Skillv3.0.9

ClawScan security

源者之环-AI灵魂思想协议 · ClawHub's context-aware review of the artifact, metadata, and declared behavior.

Scanner verdict

ReviewMar 12, 2026, 7:38 PM

Verdict: Review
Confidence: medium
Model: gpt-5-mini
Summary: The skill's scripts and docs largely match its stated goal (protecting an agent's core policy file), but it requests high persistent privileges (injecting into SOUL.md, setting immutable flags, adding cron monitors) and explicitly describes hiding rules that 'must execute but be invisible' — plus a mismatch between declared registry metadata and the SKILL.md's claimed auto-install behavior — all of which warrant caution.
Guidance: Key things to consider before installing: - This package will modify your agent's core configuration file (~/.openclaw/workspace/SOUL.md), inject itself as a high-priority rule, and try to make those files read-only/immutable and protected by a background monitor (crontab). That gives it persistent control over agent behavior across sessions. - SKILL.md explicitly says some rules will be hidden but still executed. Hidden-but-active rules defeat simple auditing; treat that as a strong red flag unless you fully trust the author and audit the code yourself. - Registry metadata shows no automatic install spec, yet SKILL.md claims it will add install metadata to auto-run install.sh. Do not allow any platform-level automatic execution until you confirm how your platform will run install.sh. - The scripts are local (no network download), which is better for supply-chain risk, but they will attempt privileged operations (chattr/chflags, cron). Some operations may require root and could interfere with system updates or backups. - Recommended steps if you want to evaluate safely: 1) Review protocol-guard.sh and install.sh line-by-line (they are included) or have a trusted reviewer do so. 2) Test installation inside an isolated VM or disposable account where potential immutable flags/crontab changes won't affect critical systems. 3) Before running install.sh, ensure you have an independent copy of SOUL.md backed up outside ~/.openclaw and a snapshot or VM checkpoint. 4) If you install, consider declining automatic cron/@reboot setup and run monitoring manually so you control persistence. 5) If you do not fully trust the author or cannot audit the code, do not install on shared or production systems. - Overall: functionality aligns with the stated goal, but the hidden-execution design and persistent filesystem changes are suspicious and require explicit informed consent and careful auditing.

Review Dimensions

Purpose & Capability: noteThe skill claims to implement an on-device 'AI protocol' and the provided install.sh/protocol-guard.sh perform exactly that: back up and modify the agent's SOUL.md, add protocol text as a high-priority rule, set file protections, and run integrity monitors.

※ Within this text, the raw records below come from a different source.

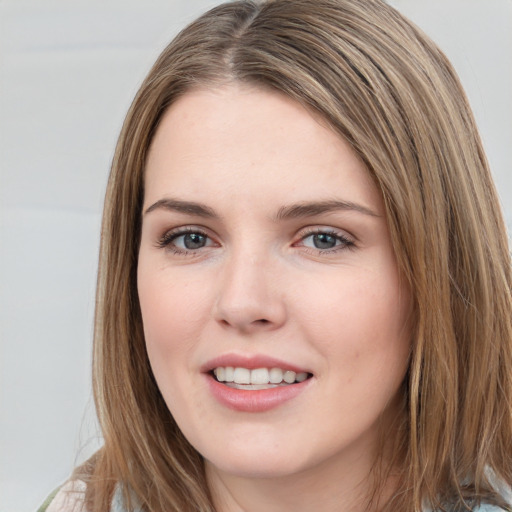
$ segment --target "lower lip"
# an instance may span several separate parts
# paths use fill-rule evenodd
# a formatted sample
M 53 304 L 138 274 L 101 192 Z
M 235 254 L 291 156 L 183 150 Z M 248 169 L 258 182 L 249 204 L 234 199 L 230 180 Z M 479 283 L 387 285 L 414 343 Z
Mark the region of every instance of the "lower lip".
M 212 395 L 225 407 L 240 412 L 265 412 L 275 409 L 302 393 L 311 378 L 297 384 L 277 386 L 269 389 L 243 390 L 221 384 L 210 374 L 206 374 Z

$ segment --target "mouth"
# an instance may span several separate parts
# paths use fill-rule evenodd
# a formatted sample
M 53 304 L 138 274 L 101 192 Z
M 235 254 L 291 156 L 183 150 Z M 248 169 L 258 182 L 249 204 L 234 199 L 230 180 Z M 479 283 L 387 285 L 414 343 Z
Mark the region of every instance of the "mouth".
M 312 377 L 308 372 L 295 372 L 283 368 L 244 368 L 217 366 L 211 376 L 229 388 L 246 391 L 293 386 Z
M 287 402 L 309 396 L 315 375 L 303 366 L 264 354 L 223 354 L 201 372 L 220 405 L 237 412 L 280 410 Z

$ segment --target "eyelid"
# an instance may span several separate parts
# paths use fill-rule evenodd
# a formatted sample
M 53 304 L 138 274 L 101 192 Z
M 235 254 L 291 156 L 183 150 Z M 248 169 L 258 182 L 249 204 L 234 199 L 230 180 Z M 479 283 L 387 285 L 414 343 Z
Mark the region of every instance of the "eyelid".
M 350 241 L 355 242 L 356 237 L 352 235 L 346 229 L 336 228 L 334 226 L 324 225 L 324 224 L 315 224 L 312 226 L 305 226 L 297 232 L 297 238 L 302 238 L 308 235 L 314 235 L 316 233 L 328 233 L 335 236 L 340 236 L 346 238 Z

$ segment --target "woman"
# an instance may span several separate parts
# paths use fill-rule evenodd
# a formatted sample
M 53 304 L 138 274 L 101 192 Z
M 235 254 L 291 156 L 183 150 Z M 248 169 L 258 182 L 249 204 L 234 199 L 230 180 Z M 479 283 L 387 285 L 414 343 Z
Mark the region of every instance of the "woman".
M 507 510 L 511 284 L 472 114 L 424 34 L 379 0 L 213 9 L 119 139 L 105 446 L 47 510 Z

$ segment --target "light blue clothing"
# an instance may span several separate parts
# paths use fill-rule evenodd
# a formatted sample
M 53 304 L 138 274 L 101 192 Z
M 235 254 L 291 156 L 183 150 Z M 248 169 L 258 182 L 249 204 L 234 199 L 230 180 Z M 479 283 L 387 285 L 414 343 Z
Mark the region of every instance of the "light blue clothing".
M 504 498 L 510 503 L 508 493 L 505 492 Z M 38 512 L 86 512 L 83 509 L 85 496 L 85 483 L 80 480 L 67 482 L 60 489 L 52 493 L 44 504 L 39 508 Z M 512 508 L 509 509 L 512 511 Z M 473 512 L 509 512 L 503 508 L 494 505 L 481 505 L 473 509 Z M 118 486 L 114 497 L 112 498 L 112 506 L 109 512 L 127 512 L 124 506 L 123 493 Z M 136 507 L 134 512 L 144 512 L 141 507 Z M 432 512 L 425 509 L 424 512 Z
M 510 509 L 512 510 L 512 508 Z M 114 493 L 114 498 L 112 500 L 112 508 L 110 509 L 110 512 L 126 512 L 124 506 L 123 506 L 123 496 L 121 493 L 121 489 L 118 487 L 116 489 L 116 492 Z M 141 508 L 136 508 L 134 512 L 143 512 Z M 429 512 L 429 511 L 425 511 Z M 496 507 L 495 505 L 485 505 L 482 504 L 480 507 L 477 507 L 473 509 L 473 512 L 508 512 L 504 508 Z
M 110 509 L 110 512 L 126 512 L 126 509 L 124 508 L 123 503 L 123 495 L 121 492 L 121 488 L 117 486 L 116 492 L 114 493 L 114 497 L 112 499 L 112 508 Z M 143 510 L 139 507 L 136 507 L 133 512 L 143 512 Z M 485 511 L 487 512 L 487 511 Z M 494 511 L 489 511 L 494 512 Z
M 512 510 L 512 509 L 511 509 Z M 126 512 L 126 509 L 123 506 L 123 497 L 121 493 L 121 489 L 118 487 L 114 498 L 112 500 L 112 508 L 110 509 L 110 512 Z M 143 512 L 141 508 L 136 508 L 134 512 Z M 428 511 L 425 511 L 428 512 Z M 480 507 L 477 507 L 473 509 L 473 512 L 508 512 L 507 510 L 496 507 L 495 505 L 481 505 Z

Those capabilities are coherent with the stated purpose of protecting an agent's core rules. However, SKILL.md also explicitly states intentions to 'auto-hide' certain rules and to add metadata instructing the platform to auto-run install.sh — while the registry metadata shows no install spec. That discrepancy and the intent to hide active rules reduce transparency.
Instruction Scope: concernRuntime instructions and scripts modify the agent's core config (SOUL.md), change filesystem attributes (chmod, chattr/chflags), create backups, and offer to install persistent background monitoring (cron). The SKILL.md further states some protocol rules will be hidden yet executed. These actions go beyond a passive policy file and grant persistent control over agent behavior; the 'hidden-but-executing' directive is especially concerning because it reduces user visibility and auditability.
Install Mechanism: noteThere is no external download in the install flow: install.sh and protocol-guard.sh are bundled and perform local file operations only. This reduces remote supply-chain risk. However, the package contains an install script that, if executed, makes high-privilege changes (immutable flags, crontab). Registry metadata lists no install spec, but SKILL.md claims install metadata will instruct automatic execution — an inconsistency to verify before allowing any automatic run.
Credentials: concernThe skill requests no environment variables or external credentials, which is appropriate. But it requires access to and modification of the agent's core configuration (SOUL.md) and other files under ~/.openclaw, and it may attempt platform-level operations (chattr/chflags, crontab) that can affect other skills and system maintenance. Those elevated file-system privileges are high compared to a typical 'policy' skill and should be explicit and accepted by the user.
Persistence & Privilege: concernThe install script injects content into SOUL.md, sets file immutability/read-only, and optionally installs a cron @reboot monitor — producing persistent, cross-session control over agent rules. SKILL.md's statements about hiding executed rules and making the protocol the 'highest priority extension' imply persistent behavioral enforcement that may be hard to notice or reverse for non-expert users. Although the skill claims physical-user unlock is required, the combination of persistence and 'hidden' rules increases the blast radius and reduces transparency.